All habits, no matter what their form, are truly hard to break. Especially if like this one, it has become part of your daily routine and for a long period of time. But the overall mechanics are easy to put into practice. So, be willing to make mistakes. Even if it’s a lot of them. And even if it’s every single day. Take time to understand that we are all doing it, every single one of us, all the time. We are continuously messing up so we can learn from it then do better next time. I guess overall what I’m trying to say is to stop putting so much pressure on being “perfect” or trying to create perfection when it comes to yourself, your life and your work. It makes everything much harder than it truly should be. And if we believe to be “perfect” then how will we ever learn from the mistakes we’re not making to grow as an individual?
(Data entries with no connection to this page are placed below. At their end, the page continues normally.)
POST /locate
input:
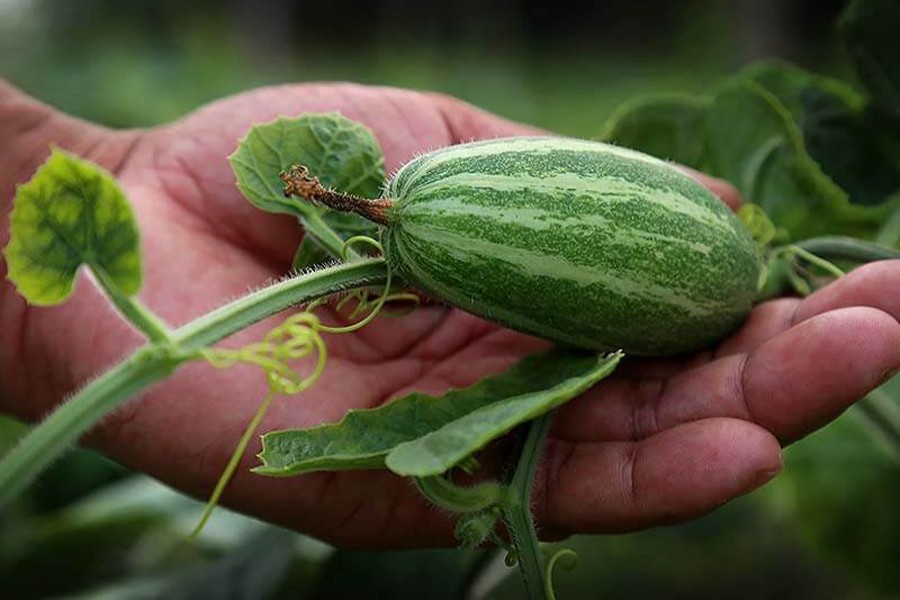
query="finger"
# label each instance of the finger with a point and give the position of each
(726, 192)
(676, 475)
(791, 385)
(876, 284)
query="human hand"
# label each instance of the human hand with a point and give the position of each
(660, 441)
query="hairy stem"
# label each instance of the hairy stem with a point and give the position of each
(517, 509)
(157, 360)
(325, 235)
(131, 308)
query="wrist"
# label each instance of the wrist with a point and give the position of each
(29, 128)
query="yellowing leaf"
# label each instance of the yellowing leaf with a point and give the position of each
(71, 213)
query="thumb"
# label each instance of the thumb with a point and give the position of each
(465, 122)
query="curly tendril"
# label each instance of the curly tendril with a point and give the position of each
(299, 336)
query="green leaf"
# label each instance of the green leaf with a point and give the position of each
(440, 450)
(71, 213)
(364, 438)
(846, 139)
(753, 141)
(869, 31)
(669, 127)
(343, 154)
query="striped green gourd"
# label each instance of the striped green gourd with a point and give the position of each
(577, 242)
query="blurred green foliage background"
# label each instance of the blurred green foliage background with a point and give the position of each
(824, 529)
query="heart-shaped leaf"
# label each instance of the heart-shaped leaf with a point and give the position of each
(71, 213)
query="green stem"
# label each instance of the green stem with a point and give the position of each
(131, 308)
(254, 307)
(446, 494)
(889, 234)
(517, 512)
(847, 248)
(327, 237)
(157, 360)
(65, 425)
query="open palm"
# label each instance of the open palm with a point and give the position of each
(662, 440)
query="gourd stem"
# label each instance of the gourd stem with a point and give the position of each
(298, 182)
(883, 415)
(157, 360)
(517, 510)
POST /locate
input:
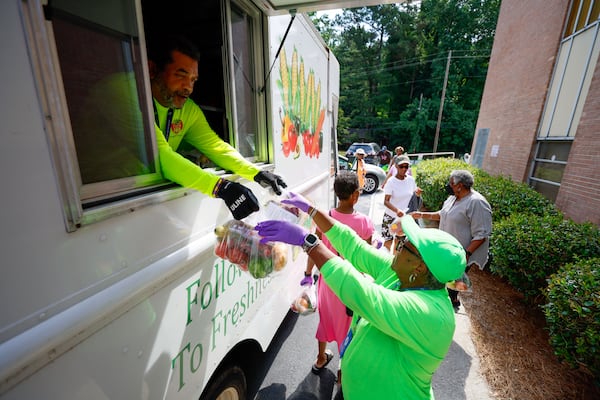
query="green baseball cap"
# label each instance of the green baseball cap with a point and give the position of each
(443, 254)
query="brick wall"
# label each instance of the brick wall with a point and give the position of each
(525, 46)
(579, 195)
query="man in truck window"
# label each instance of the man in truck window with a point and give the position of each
(173, 65)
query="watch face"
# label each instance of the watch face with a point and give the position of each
(311, 239)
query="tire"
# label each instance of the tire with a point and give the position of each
(227, 384)
(371, 184)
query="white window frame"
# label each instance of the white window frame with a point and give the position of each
(121, 196)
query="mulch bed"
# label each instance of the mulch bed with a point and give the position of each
(516, 358)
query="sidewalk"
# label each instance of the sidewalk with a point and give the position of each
(458, 377)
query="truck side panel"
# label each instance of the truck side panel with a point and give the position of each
(137, 305)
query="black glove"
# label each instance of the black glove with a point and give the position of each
(266, 179)
(239, 199)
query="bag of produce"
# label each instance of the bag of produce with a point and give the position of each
(240, 244)
(306, 302)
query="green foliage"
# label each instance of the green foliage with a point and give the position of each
(572, 313)
(508, 197)
(432, 176)
(528, 248)
(392, 66)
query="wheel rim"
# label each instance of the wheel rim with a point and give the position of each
(229, 394)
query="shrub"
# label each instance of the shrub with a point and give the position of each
(572, 314)
(528, 248)
(508, 197)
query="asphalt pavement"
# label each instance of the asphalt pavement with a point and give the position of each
(288, 376)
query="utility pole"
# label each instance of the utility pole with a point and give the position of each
(437, 128)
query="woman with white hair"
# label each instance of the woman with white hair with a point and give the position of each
(466, 215)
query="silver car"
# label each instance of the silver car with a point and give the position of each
(374, 176)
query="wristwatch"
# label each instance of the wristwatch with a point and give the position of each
(311, 240)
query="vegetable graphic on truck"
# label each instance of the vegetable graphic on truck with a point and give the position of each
(302, 115)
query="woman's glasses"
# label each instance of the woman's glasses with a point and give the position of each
(402, 245)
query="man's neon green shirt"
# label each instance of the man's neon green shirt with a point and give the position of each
(189, 124)
(399, 337)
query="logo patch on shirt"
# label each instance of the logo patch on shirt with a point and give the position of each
(177, 126)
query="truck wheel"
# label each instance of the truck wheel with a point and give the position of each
(227, 384)
(371, 184)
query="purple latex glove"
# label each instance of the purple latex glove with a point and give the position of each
(281, 231)
(307, 281)
(297, 200)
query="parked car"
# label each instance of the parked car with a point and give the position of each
(370, 148)
(374, 176)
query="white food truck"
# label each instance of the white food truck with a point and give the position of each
(110, 286)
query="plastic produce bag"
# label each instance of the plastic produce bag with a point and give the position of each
(239, 243)
(306, 302)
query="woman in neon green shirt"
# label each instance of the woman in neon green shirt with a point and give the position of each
(403, 321)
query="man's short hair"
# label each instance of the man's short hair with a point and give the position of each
(345, 184)
(160, 49)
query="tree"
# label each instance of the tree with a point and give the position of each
(393, 61)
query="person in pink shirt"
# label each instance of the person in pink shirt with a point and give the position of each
(334, 317)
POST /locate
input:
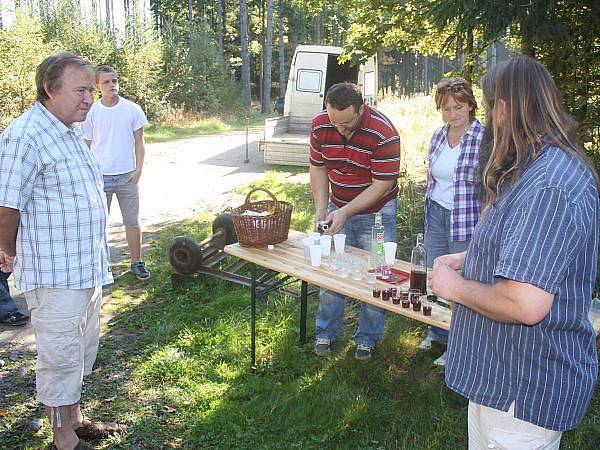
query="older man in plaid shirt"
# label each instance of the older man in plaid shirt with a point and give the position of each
(53, 226)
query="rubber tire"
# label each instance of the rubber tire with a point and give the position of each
(185, 255)
(225, 220)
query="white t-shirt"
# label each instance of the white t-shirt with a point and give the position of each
(111, 131)
(443, 173)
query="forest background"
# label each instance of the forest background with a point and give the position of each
(185, 58)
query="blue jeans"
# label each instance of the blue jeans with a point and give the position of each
(371, 319)
(437, 243)
(7, 304)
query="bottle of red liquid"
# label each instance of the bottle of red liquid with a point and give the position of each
(418, 266)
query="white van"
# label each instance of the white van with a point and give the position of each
(314, 69)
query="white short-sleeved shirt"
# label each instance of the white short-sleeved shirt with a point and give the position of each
(111, 128)
(48, 174)
(442, 171)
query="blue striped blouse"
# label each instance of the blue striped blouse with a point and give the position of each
(542, 231)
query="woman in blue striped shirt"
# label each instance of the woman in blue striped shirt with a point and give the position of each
(452, 205)
(522, 348)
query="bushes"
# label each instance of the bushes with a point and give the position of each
(161, 74)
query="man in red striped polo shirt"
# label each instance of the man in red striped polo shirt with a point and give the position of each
(355, 150)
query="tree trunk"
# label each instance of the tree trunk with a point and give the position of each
(190, 30)
(155, 7)
(527, 47)
(268, 58)
(220, 25)
(282, 74)
(108, 14)
(245, 55)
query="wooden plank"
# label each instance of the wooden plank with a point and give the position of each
(288, 258)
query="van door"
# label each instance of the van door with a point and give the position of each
(307, 84)
(367, 81)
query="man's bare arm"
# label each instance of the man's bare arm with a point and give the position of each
(9, 224)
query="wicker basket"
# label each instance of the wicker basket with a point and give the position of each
(260, 231)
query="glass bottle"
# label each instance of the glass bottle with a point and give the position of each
(418, 266)
(377, 239)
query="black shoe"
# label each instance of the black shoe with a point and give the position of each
(15, 319)
(139, 270)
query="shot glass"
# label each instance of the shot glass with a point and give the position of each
(414, 295)
(356, 269)
(334, 263)
(344, 266)
(325, 241)
(371, 272)
(389, 252)
(339, 241)
(306, 243)
(315, 255)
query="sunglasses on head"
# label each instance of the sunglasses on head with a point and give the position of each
(455, 86)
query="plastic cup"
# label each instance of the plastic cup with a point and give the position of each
(356, 268)
(339, 241)
(344, 271)
(389, 249)
(306, 243)
(315, 255)
(315, 236)
(371, 273)
(325, 241)
(335, 263)
(371, 277)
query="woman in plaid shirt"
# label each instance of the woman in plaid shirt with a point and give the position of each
(452, 203)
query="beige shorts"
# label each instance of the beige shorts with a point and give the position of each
(491, 428)
(66, 323)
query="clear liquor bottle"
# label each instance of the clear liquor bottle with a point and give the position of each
(418, 266)
(377, 240)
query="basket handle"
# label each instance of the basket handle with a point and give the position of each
(247, 201)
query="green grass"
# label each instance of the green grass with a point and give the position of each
(157, 132)
(173, 366)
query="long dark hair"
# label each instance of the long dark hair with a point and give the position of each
(533, 116)
(488, 88)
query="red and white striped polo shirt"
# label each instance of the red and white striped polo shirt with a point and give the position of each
(373, 152)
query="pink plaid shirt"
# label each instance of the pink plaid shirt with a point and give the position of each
(466, 207)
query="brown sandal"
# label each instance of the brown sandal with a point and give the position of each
(97, 430)
(80, 446)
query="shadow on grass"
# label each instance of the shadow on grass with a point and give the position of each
(174, 368)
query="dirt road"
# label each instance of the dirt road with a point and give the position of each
(180, 179)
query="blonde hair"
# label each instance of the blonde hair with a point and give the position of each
(459, 89)
(533, 116)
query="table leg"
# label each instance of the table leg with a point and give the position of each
(253, 318)
(303, 309)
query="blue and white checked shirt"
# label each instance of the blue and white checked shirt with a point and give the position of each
(467, 205)
(543, 231)
(50, 176)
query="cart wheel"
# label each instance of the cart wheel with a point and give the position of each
(185, 255)
(224, 220)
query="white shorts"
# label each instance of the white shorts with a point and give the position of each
(66, 323)
(491, 428)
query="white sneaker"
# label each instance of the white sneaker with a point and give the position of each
(441, 361)
(426, 343)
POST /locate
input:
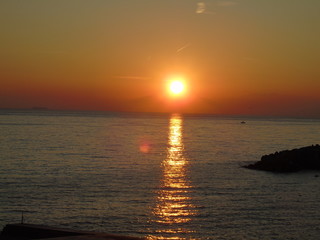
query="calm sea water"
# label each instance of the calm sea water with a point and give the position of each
(161, 176)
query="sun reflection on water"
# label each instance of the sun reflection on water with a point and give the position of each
(174, 209)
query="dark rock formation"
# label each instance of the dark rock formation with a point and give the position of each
(306, 158)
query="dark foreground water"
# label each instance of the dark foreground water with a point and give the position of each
(161, 176)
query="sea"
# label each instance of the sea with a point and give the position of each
(159, 176)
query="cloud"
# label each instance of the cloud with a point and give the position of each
(183, 47)
(202, 8)
(227, 3)
(131, 77)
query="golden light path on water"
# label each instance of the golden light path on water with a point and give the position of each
(174, 208)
Personally, I would do well to heed this advice. I often spend massive amounts of time trying to get things done “just right”, as I am a terrible perfectionist. Everything must always be double, triple and sometimes even quadruple checked before I can safely approve it, check it off my to-do list or pass it along to a client. I feel it borders on obsessive-compulsion from time to time. But that’s just how I am. I always want to put out the best quality of work no matter what I do.
So, don’t let “perfect” be the enemy of good in your life! For your sake, and of those around you.
Because nothing is ever perfect.
And in all reality, it’s probably already amazing, you’re just putting too much pressure on yourself!